Testator is the legal term to describe a person who created and executed a Last Will and Testament before their death.

That is, they've clearly stated how they want their Estate to be handled, including the settling of their Debts, and the Distribution of their Assets after their death.

When this type of person dies, they are known to have died "Testate" and the terms and conditions of their will help guide the distribution of assets to Surviving Family and Beneficiaries.

This is in contrast to a person who did not have a will at the time of their death, also known as having died "Intestate".

Testators have the right to revoke or amend their will at any time as long as they are mentally competent. Changes to the will can be made through additions or modifications, also known as Codicils, or by creating an entirely new will.

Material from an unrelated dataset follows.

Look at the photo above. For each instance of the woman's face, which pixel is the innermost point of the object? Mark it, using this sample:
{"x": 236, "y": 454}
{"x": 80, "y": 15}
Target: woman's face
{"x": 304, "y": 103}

It is advisable to work with an Estate Attorney when creating a will to ensure that it is drafted correctly, complies with legal requirements, and accurately reflects their intentions.

Important Here are the key aspects of a testator in estate administration:

Executor Appointment: In their will, the testator may also appoints an Executor, the person responsible for administering the estate and ensuring the instructions in the will are carried out.

Decision Maker: The testator makes critical decisions, such as appointing Guardians for Minor children, distributing specific assets to individuals or organizations, and designating beneficiaries.

Legal Formality: The testator's will must meet legal requirements and formalities to be considered valid. These can vary by jurisdiction but typically include signing the will in the presence of witnesses.